Literature precedent suggests that PBA shows the capacity to restrain EMT, which results in fibrosis [45]. This report and our encouraging outcomes prompted us to more meticulously investigate how PBA protected the pancreas from fibrosis induced by cGVHD. Our immunohistochemical and immunoblot assays for EMT makers in the PBA- and vehicle-injected pancreas suggested that PBA could suppress EMT induced by cGVHD. As stated above, TXNIP is reported to be implicated in EMT. Thus, it is conceivable that PBA suppressed the ER stress-induced expression of TXNIP, with the result that EMT caused by cGVHD was subdued.

In clinical settings, some cGVHD patients suffer from diabetes. Historically, it has been presumed to arise from the conventional steroid treatment [8,9]. However, our basic study has suggested that diabetes in allogeneic HSCT recipients could result from cGVHD-induced inflammation and fibrosis in the pancreas and that the ER stress attenuator PBA has the potential to prevent the new onset of diabetes.

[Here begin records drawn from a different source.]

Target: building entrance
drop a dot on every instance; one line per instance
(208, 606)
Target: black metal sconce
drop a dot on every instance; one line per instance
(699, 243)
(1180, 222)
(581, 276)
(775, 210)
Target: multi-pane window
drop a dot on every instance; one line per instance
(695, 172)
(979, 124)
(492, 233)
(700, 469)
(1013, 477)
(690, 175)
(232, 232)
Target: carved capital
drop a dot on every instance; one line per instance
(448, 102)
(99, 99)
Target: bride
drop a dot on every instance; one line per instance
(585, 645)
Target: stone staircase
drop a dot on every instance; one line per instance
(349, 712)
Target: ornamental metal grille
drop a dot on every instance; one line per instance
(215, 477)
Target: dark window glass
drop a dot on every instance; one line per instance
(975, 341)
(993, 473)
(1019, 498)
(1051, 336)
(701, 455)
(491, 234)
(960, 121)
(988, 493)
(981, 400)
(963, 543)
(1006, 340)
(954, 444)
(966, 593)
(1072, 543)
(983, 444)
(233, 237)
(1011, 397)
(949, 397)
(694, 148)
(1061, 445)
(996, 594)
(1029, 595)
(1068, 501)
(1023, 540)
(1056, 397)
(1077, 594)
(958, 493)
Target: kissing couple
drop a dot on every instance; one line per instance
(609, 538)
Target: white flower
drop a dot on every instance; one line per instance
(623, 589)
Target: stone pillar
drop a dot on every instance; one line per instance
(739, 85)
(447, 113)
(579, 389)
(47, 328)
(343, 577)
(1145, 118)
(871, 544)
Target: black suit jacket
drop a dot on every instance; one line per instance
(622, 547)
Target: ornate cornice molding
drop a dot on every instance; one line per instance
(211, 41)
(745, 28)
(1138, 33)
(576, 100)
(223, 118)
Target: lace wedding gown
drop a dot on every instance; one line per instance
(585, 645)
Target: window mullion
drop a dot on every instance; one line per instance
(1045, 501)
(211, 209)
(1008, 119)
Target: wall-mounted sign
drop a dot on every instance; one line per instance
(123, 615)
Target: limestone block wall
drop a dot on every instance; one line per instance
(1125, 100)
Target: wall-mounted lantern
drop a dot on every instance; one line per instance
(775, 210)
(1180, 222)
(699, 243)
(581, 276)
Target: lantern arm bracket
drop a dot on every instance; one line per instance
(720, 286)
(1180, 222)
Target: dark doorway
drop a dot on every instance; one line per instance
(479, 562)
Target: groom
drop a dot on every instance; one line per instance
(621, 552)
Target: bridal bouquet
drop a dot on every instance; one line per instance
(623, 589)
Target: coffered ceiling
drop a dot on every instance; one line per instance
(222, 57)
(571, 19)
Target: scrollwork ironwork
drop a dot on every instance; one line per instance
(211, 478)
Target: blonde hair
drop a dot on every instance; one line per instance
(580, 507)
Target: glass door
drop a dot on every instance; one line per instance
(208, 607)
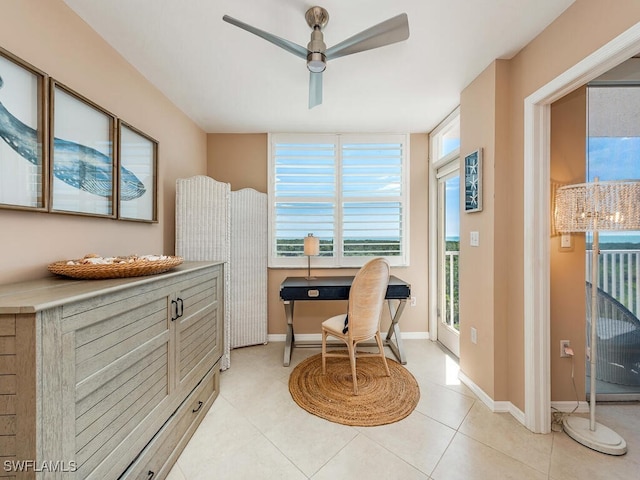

Overall, our animal study has indicated that the pancreas can be disordered by cGVHD-elicited inflammation and fibrosis and that systemic injection of PBA can prevent and/or mitigate pancreatic cGVHD. Hence, our novel investigation into pancreatic cGVHD may change the current insights into diabetes occurring in allogeneic HSCT recipients and facilitate the treatment of cGVHD in medical settings.